Elsner has been described as "one of the most well-known figures in the field of ancient art history, respected for his notable erudition, extensive range of interests and expertise, his continuing productivity, and above all, for the originality of his mind", and by Shadi Bartsch, a colleague at Chicago, as "the predominant contemporary scholar of the relationship between classical art and ancient subjectivity".
[4] He is director of the Corpus Christi College Centre for the Study of Greek and Roman Antiquity,[9] joint editor of the series of monographs "Greek Culture in the Roman World" for Cambridge University Press, and on the editorial boards of a number of journals.
[2] He is the project leader of "Empires of Faith", a five-year research project by the British Museum and the University of Oxford, "to understand the creation of religious iconographies and their relationships with state formation from the Mediterranean World to South Asia and the Borders of China, c. 200–800 AD".

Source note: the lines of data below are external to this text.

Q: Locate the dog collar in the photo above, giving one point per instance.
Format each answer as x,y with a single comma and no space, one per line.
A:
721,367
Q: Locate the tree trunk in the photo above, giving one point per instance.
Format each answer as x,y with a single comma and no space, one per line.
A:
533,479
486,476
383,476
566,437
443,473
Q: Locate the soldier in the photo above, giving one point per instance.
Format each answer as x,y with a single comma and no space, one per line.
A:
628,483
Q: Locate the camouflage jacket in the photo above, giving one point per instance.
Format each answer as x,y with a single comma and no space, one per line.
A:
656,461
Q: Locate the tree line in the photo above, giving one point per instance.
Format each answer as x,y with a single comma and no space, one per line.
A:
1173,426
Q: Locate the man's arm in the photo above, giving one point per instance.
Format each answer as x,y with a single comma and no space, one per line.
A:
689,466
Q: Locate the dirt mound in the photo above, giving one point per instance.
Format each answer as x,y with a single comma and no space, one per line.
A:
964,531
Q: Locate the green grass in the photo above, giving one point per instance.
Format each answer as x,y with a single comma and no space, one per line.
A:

[10] Elsner describes his work as follows: "My main interest is the art of the Roman empire, broadly conceived to include late antiquity and the early middle ages including Byzantium as well as the pre-Christian Classical world.
Since the art of antiquity has such a privileged, indeed canonical, position in our culture, the study of its receptions is an exploration of more recent history's varied, competing and often ideologically charged understandings of its own past.